Jedes Stück eine Entdeckungsreise

„Terrormum“, „Toteau und der Autodieb“ und „Die Versorger“ sind die Siegerstücke des Kölner Events „Temporäre Theatrale Zone“, einer Reihe, die Fitnessstudios und Kantinen nachts mit Leben füllte

Von OLIVER MINCK

Da soll noch mal einer behaupten, Theater sei verschnarcht und uncool. Betrachtet man die Herangehensweise von DRAMA KÖLN, so könnte man meinen, es gäbe kaum etwas hipperes als Theaterspielen. Der jungen freien Theatergruppe gelingt es jedenfalls schon durch die unorthodoxe Auswahl der Spielorte, aus ihren Aufführungen regelmäßig Events zu machen. Jüngstes Bespiel: die „Temporäre Theatrale Zone“ in Kooperation mit dem Theater im Bauturm.

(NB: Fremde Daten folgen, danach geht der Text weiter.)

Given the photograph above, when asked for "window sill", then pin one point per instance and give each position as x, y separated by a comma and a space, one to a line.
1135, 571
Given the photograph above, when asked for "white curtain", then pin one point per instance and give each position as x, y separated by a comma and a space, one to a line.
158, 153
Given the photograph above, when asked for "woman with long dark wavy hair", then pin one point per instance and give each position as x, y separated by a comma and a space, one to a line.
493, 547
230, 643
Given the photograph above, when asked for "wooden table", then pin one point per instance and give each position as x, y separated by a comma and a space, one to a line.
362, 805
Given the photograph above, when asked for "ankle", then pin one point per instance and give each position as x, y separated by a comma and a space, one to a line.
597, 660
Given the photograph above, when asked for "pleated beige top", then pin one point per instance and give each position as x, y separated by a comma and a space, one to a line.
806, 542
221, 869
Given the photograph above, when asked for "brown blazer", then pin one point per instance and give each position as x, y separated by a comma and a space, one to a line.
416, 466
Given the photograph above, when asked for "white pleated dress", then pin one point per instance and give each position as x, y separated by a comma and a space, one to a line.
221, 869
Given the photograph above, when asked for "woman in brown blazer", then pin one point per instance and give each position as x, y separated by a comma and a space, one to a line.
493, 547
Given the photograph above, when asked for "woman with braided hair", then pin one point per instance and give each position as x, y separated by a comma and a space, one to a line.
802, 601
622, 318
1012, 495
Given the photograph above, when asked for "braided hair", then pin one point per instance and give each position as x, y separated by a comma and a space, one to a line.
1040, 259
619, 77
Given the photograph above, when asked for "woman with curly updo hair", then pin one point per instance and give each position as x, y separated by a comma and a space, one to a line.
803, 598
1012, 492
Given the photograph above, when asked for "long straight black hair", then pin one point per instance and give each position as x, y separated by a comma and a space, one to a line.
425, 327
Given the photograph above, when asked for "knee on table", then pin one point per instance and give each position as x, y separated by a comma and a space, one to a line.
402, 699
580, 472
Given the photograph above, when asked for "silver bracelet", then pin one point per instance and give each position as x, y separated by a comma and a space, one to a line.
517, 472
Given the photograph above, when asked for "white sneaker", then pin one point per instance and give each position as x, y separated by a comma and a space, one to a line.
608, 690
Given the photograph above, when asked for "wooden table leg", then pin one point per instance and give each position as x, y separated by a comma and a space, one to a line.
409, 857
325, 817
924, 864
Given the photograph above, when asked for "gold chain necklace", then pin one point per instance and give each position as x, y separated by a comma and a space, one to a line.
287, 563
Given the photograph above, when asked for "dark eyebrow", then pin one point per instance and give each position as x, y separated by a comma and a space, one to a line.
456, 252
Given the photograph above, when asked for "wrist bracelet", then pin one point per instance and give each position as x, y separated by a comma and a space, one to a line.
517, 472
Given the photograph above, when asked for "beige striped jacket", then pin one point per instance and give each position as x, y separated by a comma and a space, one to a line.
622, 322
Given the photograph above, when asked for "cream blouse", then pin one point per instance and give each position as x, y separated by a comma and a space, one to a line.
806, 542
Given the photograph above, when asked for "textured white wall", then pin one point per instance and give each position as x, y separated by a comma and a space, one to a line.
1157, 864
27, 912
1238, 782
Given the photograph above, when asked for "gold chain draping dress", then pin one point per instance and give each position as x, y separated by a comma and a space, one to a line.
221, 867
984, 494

Acht Mal wurde im wöchentlichen Rhythmus ein geheimer, erst am Aufführungstag bekannt gegebener Ort bespielt. Vom leer stehenden Fitnessstudio bis zur ehemaligen Druckerei – der Theaterbesuch wurde jedes Mal zu einer aufregenden Entdeckungsreise. 14 neue Stücke wurden gezeigt, alle von relativ unbekannten AutorInnen, die sich im Wettbewerb dem Publikum und einer Fachjury stellten. Das Publikum prämierte „Der Katze den Kuchen reichen“ von Nina Eder, eine zum Schreien komische Familiensatire, in der das Kind die Unzulänglichkeiten seiner Eltern ausbügeln muss.

Am Dienstag Abend stand die Siegerehrung an, zu der die drei Jury-Gewinnerstücke nochmals aufgeführt wurden. Ort des Geschehens war ein leer stehendes Versicherungsgebäude in der Mohrenstraße, bespielt wurde die Mitarbeiterkantine in der obersten Etage. Alle drei vom DRAMA KÖLN-Ensemble wegen des straffen Zeitplans im Hauruckverfahren einstudierten Stücke erwiesen sich als kurzweilig und unterhaltsam.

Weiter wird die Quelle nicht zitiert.